Panafrican News Agency

September 15, 2000

Accra, Ghana

Ghana's Oil Marketing Companies warned Friday that the industry faces a precarious future as the refinery's ability to deliver keeps dwindling.

They are therefore suggesting an increase in the pump price of petroleum products to keep supplies running.

Sources close to the companies told the national news agency that the difficult situation follows the inability of the Tema Oil Refinery to access enough funds from the banks to meet supply requirements.

This is despite demands made to the mines and energy ministry amid government apparent unwillingness to make further increases during the election year.

World oil prices have doubled to more than 32 US dollars per barrel over the past one year, stoking protests world-wide, especially in Europe, as the effects of the crippling crude prices bite deep.

Members of the Organisation of Petroleum Exporting Countries agreed last weekend to increase production by three percent to bring down prices, but this has had very little effect.

An increase in the pump price of fuel triggers a chain reaction in Ghana with prices of goods and services shooting up.

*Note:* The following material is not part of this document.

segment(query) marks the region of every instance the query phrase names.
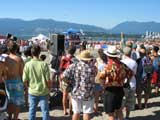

The oil marketing companies have convened a meeting with the Bulk Oil Storage and Transport Company to quickly device a means of arriving at an amicable conclusion before the situation gets out of hand.

Industy sources confirmed that Tema refinery's difficult situation, saying if there should be any improvement in the situation it should come from the facility.

"TOR (Tema refinery) has problems of raising money and efforts to get government rise petroleum prices is not forthcoming," the sources said.

Indications are that government would not raise petroleum prices at this time of the year. The Bulk Oil Storage Ttransport company made this clear recently when it said that fuel prices will not go up, despite increasing international price pressures.

The high crude bills have knocked a big hole in the government's expenditure projections and this coupled with a crash of cocoa and gold prices, the country's major exports, have made the economy shaky.

The government announced a week ago that it is expecting some 600 million dollars in foreign exchange inflows between now and December.

Meanwhile, airline officials and fuel companies at the Kotoka International Airport in Accra say there is no problem with aviation fuel in the country.

"Everything is normal. We have enough aviation fuel," an official of an oil company said.

He said all their tanks were full and supplies were regular.

This was confirmed by an airline official, who said that planes from Lagos have been refuelling at the airport because of the fuel problems in the Nigerian economic capital.